A hypersonic missile is five times faster than the speed of sound and exceeds Mach-5 (3,800 mph). There is currently no operational defence system that can prevent the use of these strategic weapons. As a result, many global powers, including the United States, Russia, India, and China, are developing hypersonic missiles. However, there are numerous technological challenges to overcome, particularly in terms of sustaining combustion inside the missile system while enduring hypersonic speed’s extreme temperatures.
The Two Types of Hypersonic Missiles
Hypersonic missiles are classified into two types: hypersonic cruise missiles and hypersonic glide vehicles, the report by PartYard Military company says.

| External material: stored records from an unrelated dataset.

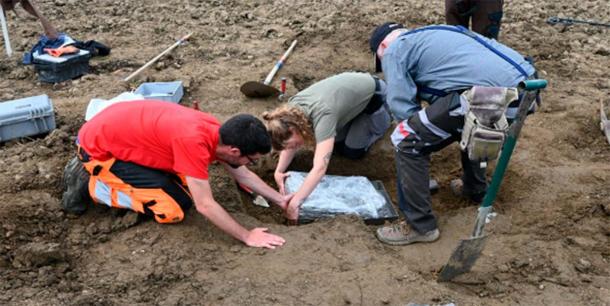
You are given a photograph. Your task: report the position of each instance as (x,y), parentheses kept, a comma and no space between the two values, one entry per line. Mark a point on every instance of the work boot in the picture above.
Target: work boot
(457,188)
(76,192)
(402,234)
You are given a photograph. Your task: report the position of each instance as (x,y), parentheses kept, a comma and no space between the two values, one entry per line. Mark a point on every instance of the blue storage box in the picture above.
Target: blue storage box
(166,91)
(58,69)
(26,117)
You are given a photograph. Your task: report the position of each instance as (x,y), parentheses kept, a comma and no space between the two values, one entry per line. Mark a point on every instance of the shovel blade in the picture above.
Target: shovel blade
(463,258)
(258,90)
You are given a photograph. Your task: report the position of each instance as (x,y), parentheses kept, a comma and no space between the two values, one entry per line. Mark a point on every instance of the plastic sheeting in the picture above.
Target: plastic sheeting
(340,195)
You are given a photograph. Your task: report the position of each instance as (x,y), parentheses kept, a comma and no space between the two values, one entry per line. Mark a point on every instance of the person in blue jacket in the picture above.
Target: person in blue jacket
(436,64)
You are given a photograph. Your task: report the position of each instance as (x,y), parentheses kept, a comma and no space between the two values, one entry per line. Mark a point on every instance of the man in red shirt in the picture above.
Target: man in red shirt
(152,157)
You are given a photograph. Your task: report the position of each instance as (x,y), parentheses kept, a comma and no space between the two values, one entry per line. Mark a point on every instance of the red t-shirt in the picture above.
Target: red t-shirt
(156,134)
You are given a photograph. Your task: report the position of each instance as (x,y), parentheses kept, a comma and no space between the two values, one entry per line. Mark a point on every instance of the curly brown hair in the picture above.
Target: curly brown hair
(279,122)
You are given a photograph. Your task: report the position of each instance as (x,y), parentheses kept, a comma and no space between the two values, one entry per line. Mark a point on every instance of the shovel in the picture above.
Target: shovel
(604,124)
(7,41)
(469,250)
(254,89)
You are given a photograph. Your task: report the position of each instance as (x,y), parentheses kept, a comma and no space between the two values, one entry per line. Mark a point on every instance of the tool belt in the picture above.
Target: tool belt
(485,123)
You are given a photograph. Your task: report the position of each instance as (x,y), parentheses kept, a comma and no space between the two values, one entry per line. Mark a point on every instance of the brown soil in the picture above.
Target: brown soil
(548,245)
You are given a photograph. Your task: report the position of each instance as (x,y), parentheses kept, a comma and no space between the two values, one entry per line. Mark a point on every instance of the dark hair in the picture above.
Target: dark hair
(247,133)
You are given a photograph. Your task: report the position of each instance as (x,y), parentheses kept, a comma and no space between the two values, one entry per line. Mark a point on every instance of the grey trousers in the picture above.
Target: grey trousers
(358,135)
(413,164)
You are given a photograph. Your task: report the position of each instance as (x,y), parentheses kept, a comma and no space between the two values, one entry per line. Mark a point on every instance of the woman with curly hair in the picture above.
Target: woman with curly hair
(344,112)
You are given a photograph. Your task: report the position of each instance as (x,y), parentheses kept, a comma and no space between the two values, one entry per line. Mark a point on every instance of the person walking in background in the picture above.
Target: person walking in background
(485,15)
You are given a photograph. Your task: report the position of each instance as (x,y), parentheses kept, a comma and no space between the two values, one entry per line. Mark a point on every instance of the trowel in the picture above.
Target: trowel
(469,250)
(259,200)
(255,89)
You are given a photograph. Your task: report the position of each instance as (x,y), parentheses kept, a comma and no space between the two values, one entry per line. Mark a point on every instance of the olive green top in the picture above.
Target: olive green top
(333,102)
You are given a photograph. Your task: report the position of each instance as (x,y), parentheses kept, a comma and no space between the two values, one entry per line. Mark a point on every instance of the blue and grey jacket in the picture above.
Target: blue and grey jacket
(429,62)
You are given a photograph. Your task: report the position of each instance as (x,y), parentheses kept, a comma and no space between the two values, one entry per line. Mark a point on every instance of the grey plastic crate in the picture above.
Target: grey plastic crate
(26,117)
(166,91)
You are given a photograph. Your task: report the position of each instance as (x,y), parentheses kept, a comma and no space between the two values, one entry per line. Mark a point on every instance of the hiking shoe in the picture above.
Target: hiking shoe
(402,234)
(76,188)
(457,188)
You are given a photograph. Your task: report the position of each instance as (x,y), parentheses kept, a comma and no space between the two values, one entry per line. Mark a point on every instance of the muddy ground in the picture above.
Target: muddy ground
(548,246)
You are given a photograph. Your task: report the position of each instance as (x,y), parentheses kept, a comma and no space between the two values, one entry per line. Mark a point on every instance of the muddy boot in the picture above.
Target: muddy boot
(457,188)
(76,192)
(402,234)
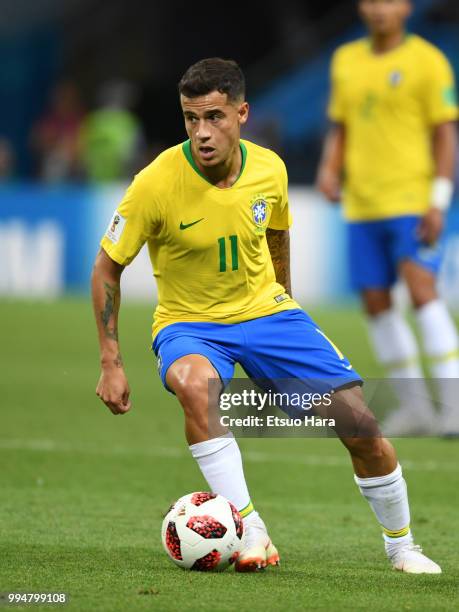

Hypersonic Cruise Missile: A hypersonic cruise missile reaches its target by using a high-speed jet engine that allows it to travel at speeds in excess of Mach-5. It is non-ballistic, in contrast to traditional Intercontinental Ballistic Missiles (ICBMs), which use gravitational forces to reach their target.
Hypersonic Glide Vehicle: In a hypersonic glide vehicle, re-entry vehicles are used, the report details. Initially, the missile is launched into space on an arching trajectory, where the warheads are released and fall at hypersonic speeds towards the atmosphere. Rather than leaving the payload at the mercy of gravitational forces, as is the case with traditional ICBMs, the warheads are attached to a glide vehicle that re-enters the atmosphere and, thanks to its aerodynamic shape, can ride the shockwaves generated by its own lift as it exceeds the speed of sound, providing enough speed to overcome existing missile defence systems. The glide vehicle surfs through the atmosphere at altitudes ranging from 40 to 100 kilometres, utilising aerodynamic forces to reach its destination.
What Does India Stand on Hypersonic Missiles?
India has been working on hypersonic missile technology for a few years and is currently trailing the United States, Russia, and China. In September 2020, DRDO successfully tested a Hypersonic Technology Demonstrated Vehicle (HSTDV) and demonstrated its hypersonic air-breathing scramjet technology.